Morgan responded by saying that his
opinion is that life would have been
more simple for Elizabeth, who he describes as shy and modest and not desiring
the limelight. He added to that
sentence: “But that says nothing about
her sense of duty… In a sense, you never hear people talk about duty.”
Duty. It is a potent word – and an important one in
the life of Elizabeth II. I recall the
Bishop under whom I served as Canon to the Ordinary for 14 years mentioning duty repeatedly during a series of
presentations he offered around the Diocese of Mississippi in 2001 and
2002. Duncan Gray III spoke of his
father’s generation as being strongly motivated by a sense of duty. Thus, we
had their responses and historic actions during World War II, along with their
Herculean efforts to build a strong, prosperous, just, and safe institutions.
Hence, the Greatest Generation.
My father taught me those same
lessons. Late in his life, I thanked him
for inculcating in me a strong sense of personal ethics. He was typical of his generation in response:
modesty. Much later, after reflecting on the Morgan interview, I realized what
he had actually bequeathed to me was a strong sense of duty.
I will readily admit: I have frequently fallen short of doing my duty. That is clearly obvious to me “looking back
in the rearview mirror.” But the call of
duty – genetically and culturally implanted within me – explains both my
discomfort and comfort over the years.
I am able to see how my previous
vocation – as a lobbyist – was so unsatisfying to me (except for my earliest
position, which involved what I called a white
hat organization). Later, my sense
of discomfort would rise as my job required me to articulate positions which
were not resonant with my spirit. I did not like a large, faceless entity
telling me what to be or do, regardless of conflicting personal values or
principles.
It becomes clear to me – again, in
hindsight – that it was a sense of duty, as much as anything, which drew me
toward seminary and the ordained ministry. As I articulated to the Commission
on Ministry in January 1984, I wanted to relate to people on a different level
– one that was less ambitious and manipulative and more fully genuine, human, and humane.
Let me be clear: I am
not equating myself with the Queen of England. But I can sympathize with the difficulties
that she has faced in confronting some dilemmas. Her sense of duty has caused
her to do some things and take come actions which were enormously painful (at
least according to The Crown).

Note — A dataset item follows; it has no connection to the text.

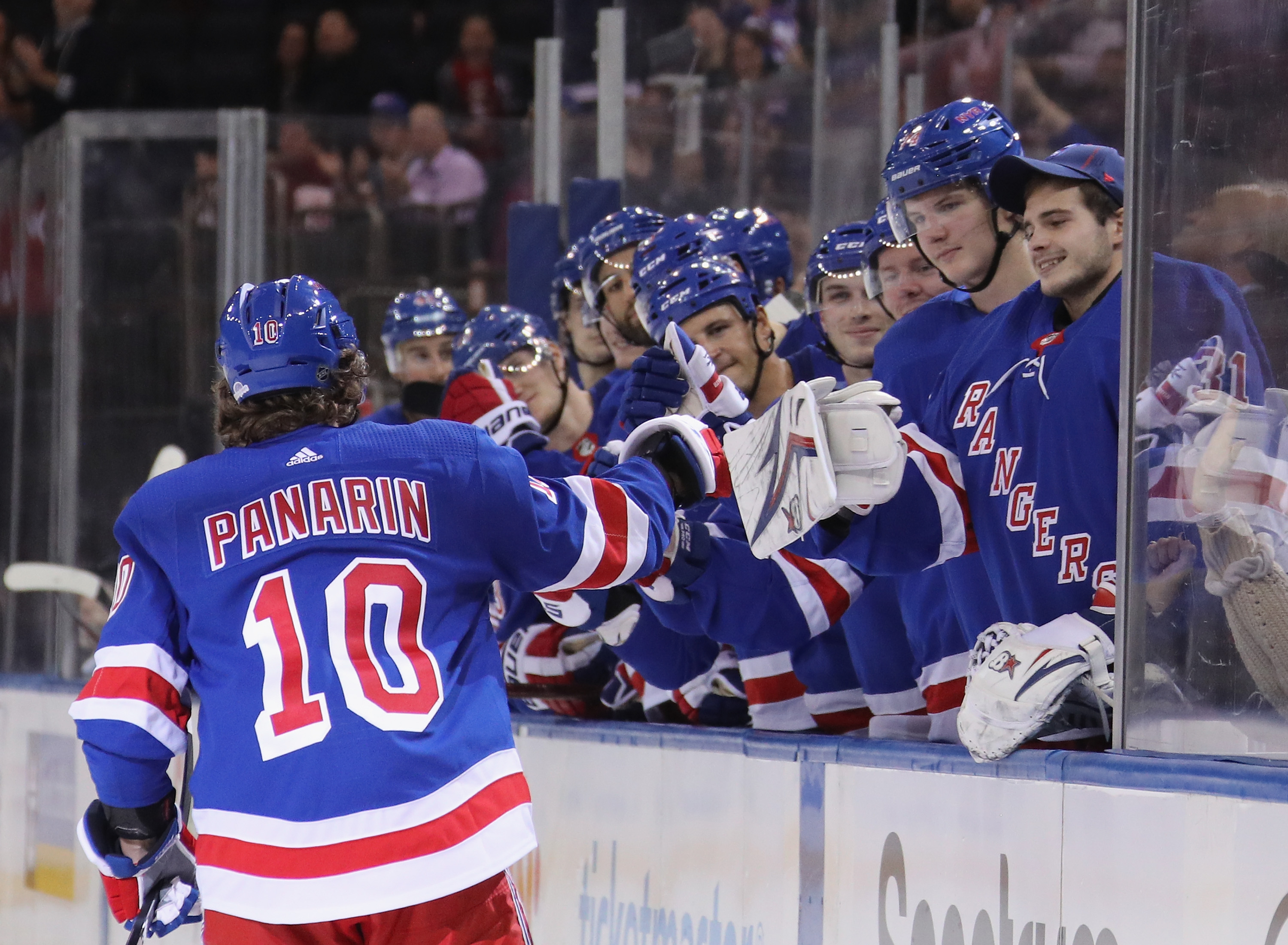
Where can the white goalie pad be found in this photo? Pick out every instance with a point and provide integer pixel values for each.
(812, 454)
(1021, 678)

A point that Peter Morgan made in his
interview was this: The public has assumed that she took certain steps out of preference instead of out of duty, when the actual process may
have reflected precisely the opposite.
That dilemma confronts many of us. It
is hard to follow the call of duty in those circumstances, when people’s
emotions or vocations are at-stake and the personal price is high. The easy thing, the most expeditious thing,
is frequently contrary to what should
be done, based on duty.
I can look back at my vocation –
both before and after ordination – and see when those conflicting values have
clashed. There have been times when I
have responded to the call of duty and done things that might have been very
painful or difficult for me (and perhaps painful and difficult for others), but
they were ultimately the right
things. As the series The Queen has insinuated, there is
occasionally a personal price for doing the right thing.

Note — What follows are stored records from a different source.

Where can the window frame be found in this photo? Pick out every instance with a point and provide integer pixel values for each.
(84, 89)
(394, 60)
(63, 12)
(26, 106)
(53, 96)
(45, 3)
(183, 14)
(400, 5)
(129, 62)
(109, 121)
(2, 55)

At the same moment, I can reflect
and see other, different decisions.
There have been times when I have pulled
punches or not said what I knew to be the full truth out of concern of how
those words would be received or interpreted, or the price I would pay for my
honesty. In those moments, I have betrayed my inheritance and my personal
integrity. Likewise, when I have
failed to be completely frank in certain situations, I have denied the person
to whom I was speaking the chance to hear
the truth and to make changes which might be helpful.
In those moments of
less-than-honesty, I probably convinced myself that I was doing the right
thing. However, such evasive decisions
were a chimera of duty, and not the
real deal.
The call of duty is a high calling, and
requires one to be unflinching in its service.